The concept was my favorite part, but the characters are solid as well.  Although we get glimpses of many characters, Laura and Rose stand out the strongest.  Rose is a natural leader, fierce, loyal and insightful.  Laura seems to be the more fragile of the two, physically and emotionally, but she’s the one who steps up to undertake an extraordinary task.

After rereading Dreamhunter, it amazes me that I didn’t go on immediately to the second book on my first read.  Dreamhunter ends with a climactic moment, but very little resolution.  Dreamquake picks up in the same moment…and gets hard to discuss without a lot of spoilers!  The tension and the stakes rise throughout the book.  What seemed like a vague social issue in the first book rises to a government conspiracy in the second.  The dreams also grow more and more sinister, with a more urgent message to impart.

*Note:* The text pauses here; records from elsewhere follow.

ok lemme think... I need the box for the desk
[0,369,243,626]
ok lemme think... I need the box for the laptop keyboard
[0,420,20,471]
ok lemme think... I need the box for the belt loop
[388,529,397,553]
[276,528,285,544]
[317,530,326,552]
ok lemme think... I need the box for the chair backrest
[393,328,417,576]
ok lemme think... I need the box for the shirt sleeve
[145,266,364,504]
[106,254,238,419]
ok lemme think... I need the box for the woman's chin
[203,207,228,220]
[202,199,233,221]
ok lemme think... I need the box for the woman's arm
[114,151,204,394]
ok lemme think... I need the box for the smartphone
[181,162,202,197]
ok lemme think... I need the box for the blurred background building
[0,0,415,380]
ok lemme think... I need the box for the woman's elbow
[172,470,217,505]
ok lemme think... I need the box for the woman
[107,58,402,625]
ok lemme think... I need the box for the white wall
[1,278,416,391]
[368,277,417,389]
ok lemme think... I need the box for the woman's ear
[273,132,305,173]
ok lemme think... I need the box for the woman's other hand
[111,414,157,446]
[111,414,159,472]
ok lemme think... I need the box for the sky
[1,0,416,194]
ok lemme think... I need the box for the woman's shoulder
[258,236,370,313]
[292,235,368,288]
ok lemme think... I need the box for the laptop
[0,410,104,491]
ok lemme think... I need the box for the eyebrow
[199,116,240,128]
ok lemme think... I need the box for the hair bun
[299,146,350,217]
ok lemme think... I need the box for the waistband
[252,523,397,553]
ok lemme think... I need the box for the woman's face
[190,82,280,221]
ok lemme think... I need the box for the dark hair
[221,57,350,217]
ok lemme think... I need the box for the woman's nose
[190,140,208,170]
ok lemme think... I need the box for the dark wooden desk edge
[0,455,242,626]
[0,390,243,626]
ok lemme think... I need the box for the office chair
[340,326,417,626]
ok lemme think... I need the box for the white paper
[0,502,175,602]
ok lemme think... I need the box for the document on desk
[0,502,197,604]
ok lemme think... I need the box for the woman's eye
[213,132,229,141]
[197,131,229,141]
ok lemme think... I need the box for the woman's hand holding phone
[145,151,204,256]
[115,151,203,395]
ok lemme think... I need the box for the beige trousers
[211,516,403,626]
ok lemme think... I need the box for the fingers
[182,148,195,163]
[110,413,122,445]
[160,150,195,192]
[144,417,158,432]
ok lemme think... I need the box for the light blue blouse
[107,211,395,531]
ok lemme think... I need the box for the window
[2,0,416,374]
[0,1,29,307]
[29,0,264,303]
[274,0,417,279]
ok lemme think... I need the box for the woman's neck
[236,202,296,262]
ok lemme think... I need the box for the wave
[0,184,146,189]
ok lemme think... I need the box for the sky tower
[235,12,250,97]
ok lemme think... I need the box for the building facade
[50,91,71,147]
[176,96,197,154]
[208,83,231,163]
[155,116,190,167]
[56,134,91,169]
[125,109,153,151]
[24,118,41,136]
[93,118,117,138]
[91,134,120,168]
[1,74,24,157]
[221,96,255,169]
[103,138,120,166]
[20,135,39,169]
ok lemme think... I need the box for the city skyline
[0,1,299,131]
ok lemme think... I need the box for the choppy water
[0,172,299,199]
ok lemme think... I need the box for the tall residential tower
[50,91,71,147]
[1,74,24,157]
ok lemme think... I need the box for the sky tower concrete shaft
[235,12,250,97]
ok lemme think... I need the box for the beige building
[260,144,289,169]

Dreamquake becomes a fantastic puzzle.  It grows increasingly clear that some dreams are connected to each other, forming a larger narrative with a message at its heart.  I loved threading together the different pieces of the story, and learning the mystery behind The Place.  There was one important dream that fit in thematically but never fit into the narrative and that disappointed me a bit–but that was a minor flaw.

I originally started reading these because someone recommended Vintner’s Luck to me, but the library didn’t have it so I got a different Elizabeth Knox book.  Now that I’ve finally finished these two, and since they were so good, I think I ought to look into Vintner’s Luck again…

Author’s Site: http://www.elizabethknox.com/

Other reviews:
The Book Smugglers
Gwenda Bond
Please Don’t Read This Book (who despite the name, recommended the books…)
Anyone else?

Buy them here: Dreamhunter and Dreamquake (I should note that Amazon has a blurb from Stephenie Meyer front and center for these books.  If that makes you want to read them, great; but if it doesn’t, don’t hold the quote source against them…)

5 thoughts on “Dreamhunter and Dreamquake

  1. Pingback: The Dreamhunter Duet | The Aroma of Books

  2. :O Your library didn’t have The Vintner’s Luck?! :O I’m glad it had these books and that you enjoyed them so, though! (Also I feel compelled to point out that this duology is YA and The Vintner’s Luck is not. It’s gorgeous, but they strike me as quite different types of read.)

  3. I love idea of these books, very interesting. It’s also good that you went back and reread the first again before reading on. I’ve not heard of this author to be honest so I’ll have to keep an eye out for some of her work.
    Thanks
    Lynn 😀

  4. dianem57

    Interesting premise in the Dreamhunters. I never thought of dreams as things that could be used economically, in a business sense. That is really imaginative.